Battlefield medics frequently only have a brief window of opportunity to treat an injury before it’s fatal or causes permanent disabilities, and it’s frequently so fleeting that there’s not much they can do. DARPA is exploring an unusual solution to that problem: slow the biological processes to give medics more room to breathe. Its new Biostasis research program aims to bring cell activity to a near halt by using biochemicals that control energetics at the protein level. If animals like tardigrades and wood frogs can stabilize their cells to survive freezing and dehydration, similar techniques might offer more time to medics who want to treat wounds before a victim’s vital systems break down.

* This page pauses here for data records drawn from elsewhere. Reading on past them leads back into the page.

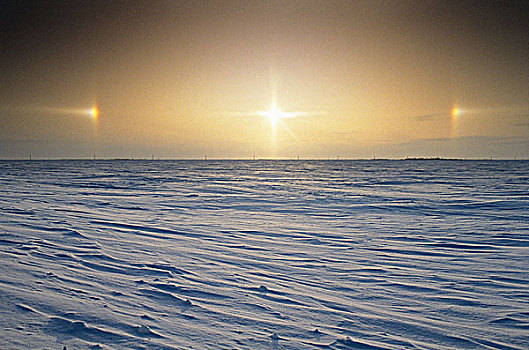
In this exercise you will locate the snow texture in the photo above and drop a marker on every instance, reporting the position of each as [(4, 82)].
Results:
[(264, 254)]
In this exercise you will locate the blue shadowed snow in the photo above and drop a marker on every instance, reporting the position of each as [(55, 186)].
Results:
[(264, 254)]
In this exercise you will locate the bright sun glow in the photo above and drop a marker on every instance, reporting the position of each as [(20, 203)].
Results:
[(455, 112), (94, 112), (274, 114)]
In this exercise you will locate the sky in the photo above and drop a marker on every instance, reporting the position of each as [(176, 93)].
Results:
[(270, 79)]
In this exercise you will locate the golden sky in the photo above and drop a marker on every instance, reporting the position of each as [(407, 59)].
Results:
[(182, 79)]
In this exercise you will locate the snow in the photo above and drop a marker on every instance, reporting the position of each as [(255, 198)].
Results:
[(264, 254)]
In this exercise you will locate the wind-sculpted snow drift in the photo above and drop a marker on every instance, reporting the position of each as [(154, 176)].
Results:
[(264, 254)]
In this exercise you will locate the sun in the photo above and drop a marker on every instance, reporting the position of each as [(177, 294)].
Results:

DARPA knows this won’t be easy. The trick is to slow down every cellular process at roughly the same rate — you can’t just pause a few while others run at full speed. You’d also have to minimize any damage when the cells return to their normal function.

The Biostasis program is still very young (its first day for answering proposers’ questions is March 20th), and DARPA isn’t expecting too much even from complete projects: it’s initially focusing on “benchtop” proofs of concept and will focus on real-world uses as the program nears its 5-year end. If it has any success, though, the program could prove to be a breakthrough for the medical field as a whole, not just in combat. Paramedics could buy themselves enough time to get a patient to hospital, and doctors could focus less on basic survival and more on full recoveries.